While not every class of polymer that the researchers tested was able to form a glassy gel, they found that a significant number of different polymer types were compatible with this straightforward synthesis process.

“Polymers that are charged or polar hold promise for glassy gels, because they’re attracted to the ionic liquid,” Dickey said.

Future applications

The researchers report that their glassy gels exhibit “enormous” fracture strength, toughness, yield strength and a high Young’s modulus (a measure of stiffness) comparable to that of strong thermoplastics such as polyethylene. But the novelty of this new material class is that, unlike thermoplastics, they can be stretched up to five times their original length without breaking.

The gels also have shape memory, which can be programmed by deforming the material as it is heated and cooled to “fix” it in a certain shape, which is reset easily through further heating. Heat can also be used to self-heal the glassy polymer or join two fragments of the polymer together.

Additionally, despite consisting of between 50-60% liquid, the new glassy gels did not appear to naturally evaporate and dry out as seen with traditional polymer gels.

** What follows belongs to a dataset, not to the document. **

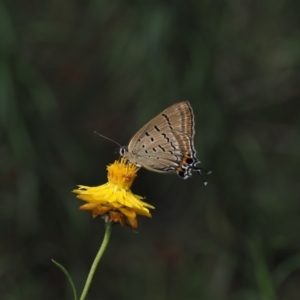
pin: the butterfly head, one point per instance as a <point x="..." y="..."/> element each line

“Maybe the most intriguing characteristic of the glassy gels is how adhesive they are,” Dickey added. “Because while we understand what makes them hard and stretchable, we can only speculate about what makes them so sticky.”

While this suite of material properties certainly makes for some interesting potential applications in robotics or 3D printing, the researchers believe that their ease to make could be the thing to set these materials apart as an option for further development.

“Creating glassy gels is a simple process that can be done by curing it in any type of mold or by 3D printing it,” said Dickey. “Most plastics with similar mechanical properties require manufacturers to create polymer as a feedstock and then transport that polymer to another facility where the polymer is melted and formed into the end product.”

“We’re excited to see how glassy gels can be used and are open to working with collaborators on identifying applications for these materials,” he added.

Reference: Wang M, Xiao X, Siddika S, et al. Glassy gels toughened by solvent. Nature. 2024. doi:10.1038/s41586-024-07564-0

This article is a rework of a press release issued by North Carolina State University. Material has been edited for length and content.